The body is made from nature’s elements (the ‘dust’), but it is God who breathes the spirit of life into the body growing in the womb. The miracle of creation continually repeats itself. It is manifest everywhere in the things he has made: birds, insects, four-footed animals, the fish of the sea, mountains, stars, even though they are constantly changing. The grass withers, the flower fades; only the words of God stand forever.

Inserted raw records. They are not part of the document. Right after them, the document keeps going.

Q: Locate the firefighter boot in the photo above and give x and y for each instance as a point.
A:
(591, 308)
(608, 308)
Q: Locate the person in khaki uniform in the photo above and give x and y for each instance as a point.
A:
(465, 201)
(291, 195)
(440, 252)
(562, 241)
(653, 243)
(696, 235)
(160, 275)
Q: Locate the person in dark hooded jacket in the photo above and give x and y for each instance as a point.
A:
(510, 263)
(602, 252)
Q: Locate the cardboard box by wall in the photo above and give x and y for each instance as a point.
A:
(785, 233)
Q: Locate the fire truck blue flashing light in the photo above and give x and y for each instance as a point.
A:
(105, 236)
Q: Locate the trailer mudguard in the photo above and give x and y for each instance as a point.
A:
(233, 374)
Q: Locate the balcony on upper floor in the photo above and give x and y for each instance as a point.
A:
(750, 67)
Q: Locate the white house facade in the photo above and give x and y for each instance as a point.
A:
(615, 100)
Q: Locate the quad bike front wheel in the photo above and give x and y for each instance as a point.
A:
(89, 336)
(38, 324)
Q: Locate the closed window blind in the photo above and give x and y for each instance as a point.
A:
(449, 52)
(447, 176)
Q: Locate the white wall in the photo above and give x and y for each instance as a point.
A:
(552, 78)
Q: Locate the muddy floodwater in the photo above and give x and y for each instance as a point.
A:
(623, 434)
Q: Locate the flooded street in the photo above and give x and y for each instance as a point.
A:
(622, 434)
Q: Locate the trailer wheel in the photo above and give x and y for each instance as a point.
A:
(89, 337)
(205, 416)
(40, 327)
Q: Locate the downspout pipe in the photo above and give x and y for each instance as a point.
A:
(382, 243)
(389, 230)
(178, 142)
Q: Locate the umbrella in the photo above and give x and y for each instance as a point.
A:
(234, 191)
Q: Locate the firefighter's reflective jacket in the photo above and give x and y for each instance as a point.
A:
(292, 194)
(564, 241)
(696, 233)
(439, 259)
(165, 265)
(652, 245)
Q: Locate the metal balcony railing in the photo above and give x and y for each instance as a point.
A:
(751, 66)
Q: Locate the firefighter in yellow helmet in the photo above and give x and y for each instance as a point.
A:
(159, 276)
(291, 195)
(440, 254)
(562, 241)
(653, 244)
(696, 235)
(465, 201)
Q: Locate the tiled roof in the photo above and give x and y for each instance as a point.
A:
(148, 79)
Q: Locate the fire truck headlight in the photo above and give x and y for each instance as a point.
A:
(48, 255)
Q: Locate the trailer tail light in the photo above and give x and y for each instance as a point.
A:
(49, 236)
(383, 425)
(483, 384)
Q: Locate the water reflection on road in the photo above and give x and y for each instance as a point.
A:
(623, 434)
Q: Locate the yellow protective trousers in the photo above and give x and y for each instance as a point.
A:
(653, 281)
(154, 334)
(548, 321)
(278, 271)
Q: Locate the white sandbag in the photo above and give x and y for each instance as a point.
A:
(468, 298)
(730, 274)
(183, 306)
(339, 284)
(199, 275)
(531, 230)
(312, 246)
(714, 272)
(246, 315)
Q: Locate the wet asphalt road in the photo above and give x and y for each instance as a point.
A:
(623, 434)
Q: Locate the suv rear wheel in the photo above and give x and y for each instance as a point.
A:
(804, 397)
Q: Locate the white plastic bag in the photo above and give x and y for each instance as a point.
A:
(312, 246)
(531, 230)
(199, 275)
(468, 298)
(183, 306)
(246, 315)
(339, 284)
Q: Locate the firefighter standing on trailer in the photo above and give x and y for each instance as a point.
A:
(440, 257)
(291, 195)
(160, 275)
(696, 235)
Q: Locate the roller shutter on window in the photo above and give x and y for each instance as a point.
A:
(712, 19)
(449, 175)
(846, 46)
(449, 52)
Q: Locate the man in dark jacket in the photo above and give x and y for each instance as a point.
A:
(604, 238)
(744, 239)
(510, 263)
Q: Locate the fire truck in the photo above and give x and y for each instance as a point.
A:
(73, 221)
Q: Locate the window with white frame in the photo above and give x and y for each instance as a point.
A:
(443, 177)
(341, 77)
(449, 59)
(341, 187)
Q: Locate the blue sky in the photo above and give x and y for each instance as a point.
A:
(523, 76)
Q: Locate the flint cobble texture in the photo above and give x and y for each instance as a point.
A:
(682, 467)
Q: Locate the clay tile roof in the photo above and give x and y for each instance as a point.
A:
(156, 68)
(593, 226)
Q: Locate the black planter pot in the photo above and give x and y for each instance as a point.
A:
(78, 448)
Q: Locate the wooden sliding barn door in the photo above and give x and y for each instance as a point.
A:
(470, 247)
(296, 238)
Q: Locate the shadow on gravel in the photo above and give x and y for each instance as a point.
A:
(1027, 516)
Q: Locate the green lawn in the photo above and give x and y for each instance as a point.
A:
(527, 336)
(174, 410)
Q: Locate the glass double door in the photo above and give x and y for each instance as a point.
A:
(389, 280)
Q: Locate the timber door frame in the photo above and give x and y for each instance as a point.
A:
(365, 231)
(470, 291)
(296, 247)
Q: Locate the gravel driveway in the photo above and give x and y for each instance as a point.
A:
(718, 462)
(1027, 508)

We all die. The flesh is corrupt, and corrupts the spirit. Consequently the world does not recognise its Maker. It suppresses the truth about itself. We need to be renewed with a spirit that can hear the truth. Jesus Christ came to grant eternal life to whoever thirsts for his life. In the nature of creation, those who are born into the world have no choice whether they are born or not. In this time of temporary existence, God gives us an opportunity to choose eternal life willingly.

The Son of God

Christ is the only-begotten (Gk: monogenos) son of God. From the beginning God had many sons, but Christ was his firstborn and the only one, later, to be begotten in the womb. He was with God before the foundation of the world, and shared in his father’s glory. He who believes in him becomes a son of God by adoption. At the resurrection he receives an incorruptible body and has perfect fellowship with the Father and the Son. The mission of Christ is to bring many sons to glory. He came down from heaven, took a natural body and suffered death in our place. Sent for that purpose, he made our journey in reverse.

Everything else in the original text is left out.